On 7/5/19 2:36 PM, Jan Kiszka wrote:
> On 05.07.19 14:34, Ralf Ramsauer wrote:
>>
>>
>> On 7/5/19 8:55 AM, Jan Kiszka wrote:
>>> On 04.07.19 22:56, Ralf Ramsauer wrote:
>>>> On 7/4/19 5:24 PM, Jan Kiszka wrote:
>>>>> On 04.07.19 17:18, Ralf Ramsauer wrote:
>>>>>>
>>>>>>
>>>>>> On 7/4/19 4:39 PM, Jan Kiszka wrote:
>>>>>>> On 04.07.19 15:43, Ralf Ramsauer wrote:
>>>>>>>> Hi,
>>>>>>>>
>>>>>>>> we have some trouble starting non-root Linux on an AMD box.

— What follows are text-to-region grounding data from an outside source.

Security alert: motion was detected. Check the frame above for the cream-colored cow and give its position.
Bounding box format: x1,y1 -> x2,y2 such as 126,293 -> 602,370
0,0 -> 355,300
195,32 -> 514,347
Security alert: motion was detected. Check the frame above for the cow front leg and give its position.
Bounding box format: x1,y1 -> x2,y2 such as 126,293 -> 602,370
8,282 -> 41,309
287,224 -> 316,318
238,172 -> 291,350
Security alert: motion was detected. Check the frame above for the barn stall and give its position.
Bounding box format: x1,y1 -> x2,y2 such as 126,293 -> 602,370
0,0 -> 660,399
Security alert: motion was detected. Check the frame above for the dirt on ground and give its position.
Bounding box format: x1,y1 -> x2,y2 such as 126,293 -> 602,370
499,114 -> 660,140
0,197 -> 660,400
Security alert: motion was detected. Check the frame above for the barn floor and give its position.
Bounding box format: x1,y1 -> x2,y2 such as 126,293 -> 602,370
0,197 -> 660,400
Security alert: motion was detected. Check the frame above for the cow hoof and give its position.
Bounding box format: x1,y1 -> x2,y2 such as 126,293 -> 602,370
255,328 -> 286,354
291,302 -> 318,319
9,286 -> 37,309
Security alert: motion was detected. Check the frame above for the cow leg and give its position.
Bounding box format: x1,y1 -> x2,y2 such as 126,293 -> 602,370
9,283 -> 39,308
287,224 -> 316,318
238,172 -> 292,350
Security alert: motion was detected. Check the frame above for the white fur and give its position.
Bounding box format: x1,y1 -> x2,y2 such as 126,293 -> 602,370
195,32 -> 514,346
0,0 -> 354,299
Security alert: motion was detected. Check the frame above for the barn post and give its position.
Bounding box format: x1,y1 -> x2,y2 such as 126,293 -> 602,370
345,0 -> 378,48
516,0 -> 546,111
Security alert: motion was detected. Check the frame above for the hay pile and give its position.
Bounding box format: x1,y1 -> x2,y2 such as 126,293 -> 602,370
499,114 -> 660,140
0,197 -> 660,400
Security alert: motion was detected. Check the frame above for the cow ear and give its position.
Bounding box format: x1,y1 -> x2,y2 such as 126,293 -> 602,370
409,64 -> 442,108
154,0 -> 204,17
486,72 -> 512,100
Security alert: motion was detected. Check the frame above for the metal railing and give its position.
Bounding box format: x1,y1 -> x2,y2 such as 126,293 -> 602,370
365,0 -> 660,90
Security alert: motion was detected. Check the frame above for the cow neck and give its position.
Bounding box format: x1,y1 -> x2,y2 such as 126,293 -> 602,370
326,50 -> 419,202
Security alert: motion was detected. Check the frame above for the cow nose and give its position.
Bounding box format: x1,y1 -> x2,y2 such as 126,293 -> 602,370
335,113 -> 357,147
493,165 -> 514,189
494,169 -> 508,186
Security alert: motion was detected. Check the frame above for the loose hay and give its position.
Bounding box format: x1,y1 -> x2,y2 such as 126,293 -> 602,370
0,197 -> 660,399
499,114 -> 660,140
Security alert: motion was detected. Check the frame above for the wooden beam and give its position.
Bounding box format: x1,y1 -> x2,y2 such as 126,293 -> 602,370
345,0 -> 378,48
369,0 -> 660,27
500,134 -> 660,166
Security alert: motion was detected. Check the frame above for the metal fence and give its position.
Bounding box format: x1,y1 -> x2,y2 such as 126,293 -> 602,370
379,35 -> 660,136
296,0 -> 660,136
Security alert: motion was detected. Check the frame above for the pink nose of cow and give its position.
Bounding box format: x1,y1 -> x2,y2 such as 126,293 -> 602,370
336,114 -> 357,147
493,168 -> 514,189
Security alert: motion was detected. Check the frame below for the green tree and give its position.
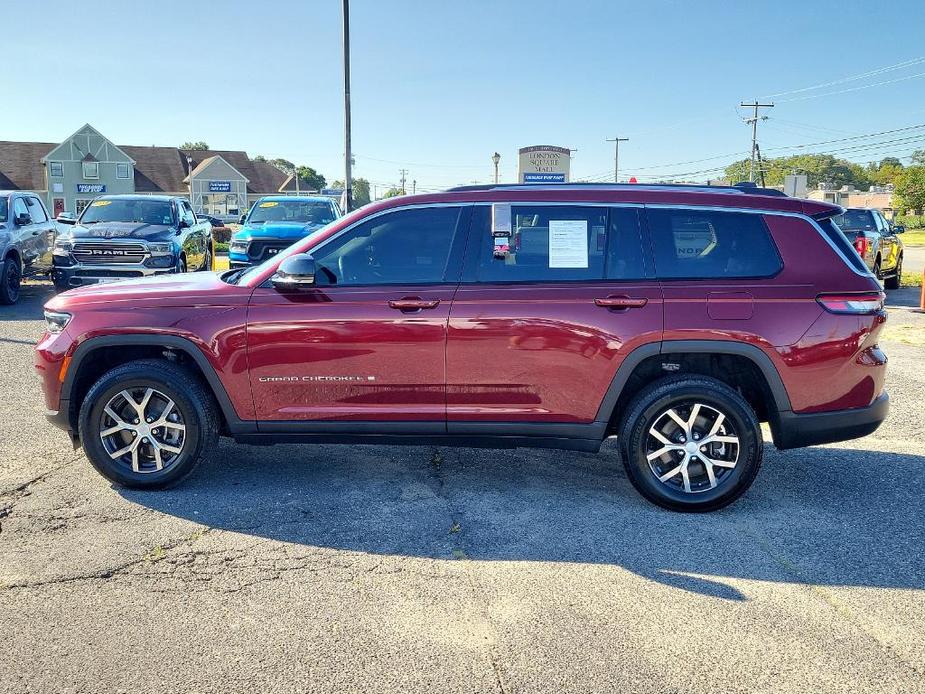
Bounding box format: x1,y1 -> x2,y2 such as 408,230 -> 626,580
331,178 -> 372,207
295,166 -> 327,190
893,166 -> 925,214
267,159 -> 295,174
726,154 -> 870,188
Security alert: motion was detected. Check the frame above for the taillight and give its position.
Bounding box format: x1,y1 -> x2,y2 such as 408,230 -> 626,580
816,292 -> 886,315
854,235 -> 870,258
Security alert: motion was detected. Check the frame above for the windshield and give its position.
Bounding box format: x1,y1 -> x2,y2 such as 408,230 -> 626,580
80,199 -> 173,225
222,220 -> 333,284
247,200 -> 334,224
832,210 -> 876,229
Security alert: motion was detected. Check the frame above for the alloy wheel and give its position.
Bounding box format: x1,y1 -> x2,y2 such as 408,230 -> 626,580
99,387 -> 186,474
645,401 -> 740,494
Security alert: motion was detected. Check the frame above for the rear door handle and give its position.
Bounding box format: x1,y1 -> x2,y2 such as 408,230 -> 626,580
594,296 -> 649,311
389,296 -> 440,311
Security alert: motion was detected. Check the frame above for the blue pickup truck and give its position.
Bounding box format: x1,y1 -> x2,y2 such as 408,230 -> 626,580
228,195 -> 341,268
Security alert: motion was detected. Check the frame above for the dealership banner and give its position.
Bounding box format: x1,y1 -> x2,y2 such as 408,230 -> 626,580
517,145 -> 572,183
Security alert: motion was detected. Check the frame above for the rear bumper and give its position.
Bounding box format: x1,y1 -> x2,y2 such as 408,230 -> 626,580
774,391 -> 890,450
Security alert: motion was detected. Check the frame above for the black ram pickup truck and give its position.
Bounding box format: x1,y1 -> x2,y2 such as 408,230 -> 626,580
51,195 -> 213,291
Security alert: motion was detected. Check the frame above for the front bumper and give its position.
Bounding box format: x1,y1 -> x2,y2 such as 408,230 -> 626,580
773,391 -> 890,450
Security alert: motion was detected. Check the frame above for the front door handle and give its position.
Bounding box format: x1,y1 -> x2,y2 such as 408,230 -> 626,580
594,296 -> 649,311
389,296 -> 440,311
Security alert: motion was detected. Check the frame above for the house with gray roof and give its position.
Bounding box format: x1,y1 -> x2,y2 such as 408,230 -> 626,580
0,124 -> 309,218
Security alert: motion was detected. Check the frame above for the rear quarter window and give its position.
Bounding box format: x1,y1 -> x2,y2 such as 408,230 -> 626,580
646,208 -> 783,279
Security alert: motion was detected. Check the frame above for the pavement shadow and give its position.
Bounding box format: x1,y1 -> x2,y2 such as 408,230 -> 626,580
120,442 -> 925,600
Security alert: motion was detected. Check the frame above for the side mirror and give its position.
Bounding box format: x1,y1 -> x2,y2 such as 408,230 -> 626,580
270,253 -> 315,292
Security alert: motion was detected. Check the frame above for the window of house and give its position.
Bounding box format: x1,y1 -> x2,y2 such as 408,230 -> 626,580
646,208 -> 782,279
312,207 -> 460,286
26,198 -> 48,224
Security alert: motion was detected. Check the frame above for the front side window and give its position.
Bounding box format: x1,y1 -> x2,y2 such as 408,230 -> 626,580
476,204 -> 607,282
647,208 -> 782,279
310,206 -> 460,286
26,198 -> 48,224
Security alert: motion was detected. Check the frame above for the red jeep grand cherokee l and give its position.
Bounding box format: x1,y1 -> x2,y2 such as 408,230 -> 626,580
36,185 -> 888,511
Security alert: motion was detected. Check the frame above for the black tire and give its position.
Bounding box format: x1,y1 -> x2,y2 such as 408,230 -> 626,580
78,359 -> 219,489
619,375 -> 764,512
0,257 -> 22,306
883,256 -> 903,289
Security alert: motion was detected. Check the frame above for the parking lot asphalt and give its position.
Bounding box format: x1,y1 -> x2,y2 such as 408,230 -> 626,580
0,284 -> 925,693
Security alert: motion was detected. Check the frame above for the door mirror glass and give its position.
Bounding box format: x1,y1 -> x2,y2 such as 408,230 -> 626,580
270,253 -> 315,292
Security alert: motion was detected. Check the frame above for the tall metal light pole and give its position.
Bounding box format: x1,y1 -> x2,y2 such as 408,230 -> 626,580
605,137 -> 630,183
344,0 -> 353,212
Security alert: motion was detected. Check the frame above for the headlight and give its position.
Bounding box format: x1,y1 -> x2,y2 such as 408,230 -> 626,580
45,311 -> 71,333
148,243 -> 173,255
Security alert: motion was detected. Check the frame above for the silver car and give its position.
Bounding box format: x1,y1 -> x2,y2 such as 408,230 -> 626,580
0,190 -> 57,304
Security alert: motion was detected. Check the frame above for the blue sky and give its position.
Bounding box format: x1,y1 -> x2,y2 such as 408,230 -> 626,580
0,0 -> 925,189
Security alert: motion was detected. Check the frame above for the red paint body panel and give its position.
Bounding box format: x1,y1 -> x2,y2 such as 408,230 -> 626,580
446,282 -> 662,423
247,285 -> 456,422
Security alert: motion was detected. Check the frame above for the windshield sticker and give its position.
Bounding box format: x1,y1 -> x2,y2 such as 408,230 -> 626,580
549,219 -> 588,268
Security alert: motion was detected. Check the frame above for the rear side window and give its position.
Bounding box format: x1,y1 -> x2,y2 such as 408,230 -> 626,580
817,219 -> 869,274
646,208 -> 782,279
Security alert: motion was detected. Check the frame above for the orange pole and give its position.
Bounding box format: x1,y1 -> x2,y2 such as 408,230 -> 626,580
919,270 -> 925,311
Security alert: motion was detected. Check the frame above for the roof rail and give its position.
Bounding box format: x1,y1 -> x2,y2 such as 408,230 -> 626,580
446,182 -> 787,197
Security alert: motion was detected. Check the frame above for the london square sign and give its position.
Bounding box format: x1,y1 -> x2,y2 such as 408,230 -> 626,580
517,145 -> 572,183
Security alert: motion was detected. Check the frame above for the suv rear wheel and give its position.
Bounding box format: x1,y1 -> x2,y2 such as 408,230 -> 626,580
78,359 -> 218,489
883,256 -> 903,289
0,257 -> 22,305
619,376 -> 764,511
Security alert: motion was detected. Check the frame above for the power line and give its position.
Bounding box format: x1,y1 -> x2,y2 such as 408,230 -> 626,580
764,56 -> 925,99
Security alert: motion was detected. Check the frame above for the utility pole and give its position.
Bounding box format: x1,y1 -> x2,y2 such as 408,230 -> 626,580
342,0 -> 353,213
739,99 -> 774,183
605,137 -> 630,183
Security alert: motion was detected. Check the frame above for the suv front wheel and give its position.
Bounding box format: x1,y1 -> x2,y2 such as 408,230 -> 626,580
619,376 -> 764,511
78,359 -> 218,489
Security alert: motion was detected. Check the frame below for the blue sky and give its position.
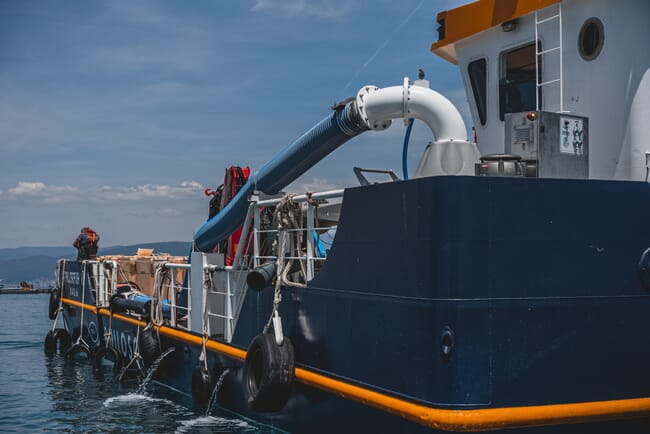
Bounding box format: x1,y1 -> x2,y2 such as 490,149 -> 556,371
0,0 -> 471,248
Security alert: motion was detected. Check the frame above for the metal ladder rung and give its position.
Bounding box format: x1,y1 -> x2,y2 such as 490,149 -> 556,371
535,14 -> 560,25
208,312 -> 234,319
537,78 -> 562,87
537,46 -> 560,56
208,291 -> 235,297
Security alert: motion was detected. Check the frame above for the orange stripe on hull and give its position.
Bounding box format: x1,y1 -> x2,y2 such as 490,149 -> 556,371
63,298 -> 650,432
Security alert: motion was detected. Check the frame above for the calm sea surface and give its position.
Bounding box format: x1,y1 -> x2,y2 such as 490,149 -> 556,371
0,294 -> 275,434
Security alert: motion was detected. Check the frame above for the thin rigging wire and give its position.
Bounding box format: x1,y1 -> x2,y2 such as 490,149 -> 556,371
343,0 -> 425,90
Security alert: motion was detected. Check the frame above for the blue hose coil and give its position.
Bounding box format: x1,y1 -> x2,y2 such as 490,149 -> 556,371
194,102 -> 367,252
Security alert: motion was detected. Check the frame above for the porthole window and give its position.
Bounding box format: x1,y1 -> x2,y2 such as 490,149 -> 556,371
578,18 -> 605,60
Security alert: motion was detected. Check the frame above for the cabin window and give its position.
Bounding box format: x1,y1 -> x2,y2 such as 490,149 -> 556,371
578,18 -> 605,60
467,59 -> 487,125
499,43 -> 542,120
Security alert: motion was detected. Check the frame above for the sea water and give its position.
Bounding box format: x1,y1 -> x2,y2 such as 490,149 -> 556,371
0,294 -> 275,434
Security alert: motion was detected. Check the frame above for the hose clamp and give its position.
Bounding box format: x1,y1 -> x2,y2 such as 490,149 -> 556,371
402,77 -> 411,127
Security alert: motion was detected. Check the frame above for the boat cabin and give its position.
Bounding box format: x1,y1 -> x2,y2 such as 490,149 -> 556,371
431,0 -> 650,181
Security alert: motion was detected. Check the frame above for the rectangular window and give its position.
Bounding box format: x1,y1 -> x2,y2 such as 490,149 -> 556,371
499,43 -> 542,120
467,59 -> 487,125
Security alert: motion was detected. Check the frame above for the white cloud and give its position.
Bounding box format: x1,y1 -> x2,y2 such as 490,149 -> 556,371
0,181 -> 203,203
251,0 -> 353,19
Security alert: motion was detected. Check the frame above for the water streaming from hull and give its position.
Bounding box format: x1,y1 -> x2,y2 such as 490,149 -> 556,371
205,369 -> 230,416
135,347 -> 176,394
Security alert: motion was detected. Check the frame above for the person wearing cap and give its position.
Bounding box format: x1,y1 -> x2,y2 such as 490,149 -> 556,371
72,227 -> 99,261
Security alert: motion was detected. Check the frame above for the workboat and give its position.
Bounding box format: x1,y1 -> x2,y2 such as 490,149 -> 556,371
45,0 -> 650,433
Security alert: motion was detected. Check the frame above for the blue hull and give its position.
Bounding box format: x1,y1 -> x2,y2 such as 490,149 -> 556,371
54,177 -> 650,433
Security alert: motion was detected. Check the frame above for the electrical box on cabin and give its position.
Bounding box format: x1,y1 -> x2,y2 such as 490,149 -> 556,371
505,111 -> 589,179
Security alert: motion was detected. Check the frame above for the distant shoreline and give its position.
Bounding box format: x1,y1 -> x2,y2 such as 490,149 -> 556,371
0,288 -> 52,294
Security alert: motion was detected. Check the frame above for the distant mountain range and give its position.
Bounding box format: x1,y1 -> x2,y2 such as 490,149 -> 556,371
0,241 -> 192,287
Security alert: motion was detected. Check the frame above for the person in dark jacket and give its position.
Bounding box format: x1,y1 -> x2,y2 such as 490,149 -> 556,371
72,227 -> 99,261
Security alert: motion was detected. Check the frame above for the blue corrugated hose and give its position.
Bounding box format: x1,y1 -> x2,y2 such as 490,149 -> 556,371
194,103 -> 367,252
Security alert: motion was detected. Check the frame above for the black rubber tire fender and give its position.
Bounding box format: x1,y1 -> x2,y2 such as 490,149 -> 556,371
65,343 -> 92,360
45,328 -> 72,353
243,333 -> 295,412
48,289 -> 61,320
93,346 -> 124,374
192,363 -> 214,408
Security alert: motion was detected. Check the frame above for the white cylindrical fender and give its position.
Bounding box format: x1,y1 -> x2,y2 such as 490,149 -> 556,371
356,84 -> 468,141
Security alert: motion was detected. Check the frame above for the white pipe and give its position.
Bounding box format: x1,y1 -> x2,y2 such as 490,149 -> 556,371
357,81 -> 468,142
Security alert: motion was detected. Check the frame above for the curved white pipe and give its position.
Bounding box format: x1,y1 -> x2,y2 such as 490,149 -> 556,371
357,85 -> 468,142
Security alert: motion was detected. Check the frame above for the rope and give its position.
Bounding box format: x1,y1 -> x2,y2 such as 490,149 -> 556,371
151,263 -> 173,326
264,194 -> 307,333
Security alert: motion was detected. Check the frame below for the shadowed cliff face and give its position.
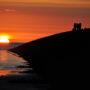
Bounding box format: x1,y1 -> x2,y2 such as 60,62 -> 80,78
10,29 -> 90,87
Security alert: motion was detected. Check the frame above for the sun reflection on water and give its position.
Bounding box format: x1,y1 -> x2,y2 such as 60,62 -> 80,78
0,50 -> 31,76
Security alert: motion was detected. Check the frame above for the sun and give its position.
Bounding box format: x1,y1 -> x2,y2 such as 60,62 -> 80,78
0,36 -> 10,43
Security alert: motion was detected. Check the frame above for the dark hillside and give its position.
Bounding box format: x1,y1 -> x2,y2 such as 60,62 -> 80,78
10,25 -> 90,87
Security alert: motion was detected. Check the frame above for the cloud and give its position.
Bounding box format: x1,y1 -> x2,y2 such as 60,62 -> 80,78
0,8 -> 16,13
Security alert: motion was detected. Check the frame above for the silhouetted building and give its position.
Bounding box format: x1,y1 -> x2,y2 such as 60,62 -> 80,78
73,23 -> 82,31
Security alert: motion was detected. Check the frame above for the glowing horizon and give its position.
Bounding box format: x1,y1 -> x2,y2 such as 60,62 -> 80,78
0,0 -> 90,42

I
>>>>>>>> already
>>>>>>>> tried to narrow things down, but it raised several questions.
>>>>>>>>
>>>>>>>>
>>>>>>>> The main problem is, that non-root Linux tries to write to LVT0,
>>>>>>>> and
>>>>>>>> jailhouse crashes with:
>>>>>>>>
>>>>>>>>       FATAL: Setting invalid LVT delivery mode (reg 35, value
>>>>>>>> 00000700)
>>>>>>>>
>>>>>>>>
>>>>>>>> Turns out, in comparison to Intel x86, we don't trap on APIC
>>>>>>>> reads, we
>>>>>>>> only intercept APIC write on AMD (cf. svm.c:338). I thought this
>>>>>>>> would
>>>>>>>> be the issue of this bug, as that's an obvious difference between
>>>>>>>> Intel
>>>>>>>> and AMD: on VMX, we do trap xAPIC reads and writes. However, VMX
>>>>>>>> works
>>>>>>>> slightly different in these regards (side note: [1]).
>>>>>>>>
>>>>>>>> xAPIC reads on AMD systems don't trap the hypervisor, so I
>>>>>>>> intercepted
>>>>>>>> reads (by removing the present bit of the XAPIC_PAGE of the
>>>>>>>> guest), and
>>>>>>>> forwarded the traps to the apic dispatcher (adjusted VMEXIT_NPF).
>>>>>>>>
>>>>>>>> I can confirm that we now trap reads as well as writes. But the
>>>>>>>> non-root
>>>>>>>> Linux still crashes with the same error.
>>>>>>>>
>>>>>>>> Digging a bit deeper, I found out that xAPIC reads are directly
>>>>>>>> forwarded to the hardware, if they were intercepted. So this
>>>>>>>> explains
>>>>>>>> why the bug still remains. This raised another question regarding
>>>>>>>> xAPIC
>>>>>>>> handling on Intel:
>>>>>>>>
>>>>>>>>       On AMD, we don't intercept xAPIC reads. On Intel, we do,
>>>>>>>> as we
>>>>>>>>       follow the strategy mentioned in [1]… But why?
>>>>>>>
>>>>>>> It accelerates write dispatching at least. I never did the
>>>>>>> comparison
>>>>>>> if> using a different access scheme would be beneficial because
>>>>>>> xAPIC is
>>>>>>> practically dead on Intel.
>>>>>>
>>>>>> Hmm... The change and benchmark should be pretty easy. Once a
>>>>>> bunch of
>>>>>> other issues is solved, I'll maybe have a look at this.
>>>>>>
>>>>>
>>>>> As I said: you will optimize a legacy code path, not practically
>>>>> relevant. If that will simplify the code, though, I might still be
>>>>> interested :).
>>>>>
>>>>>>>
>>>>>>>>
>>>>>>>>       Wouldn't it be more performant to just trap on xAPIC
>>>>>>>> writes on
>>>>>>>>       Intel? This could be done by switching from APIC_ACCESS
>>>>>>>> interception
>>>>>>>>       to simple write-only trap & emulate (page faults).
>>>>>>>>
>>>>>>>> However, back to the initial issue. Looks like the difference
>>>>>>>> between
>>>>>>>> Intel and AMD boot is as follows.
>>>>>>>>
>>>>>>>> AMD:
>>>>>>>> [    0.325578] Switched APIC routing to physical flat.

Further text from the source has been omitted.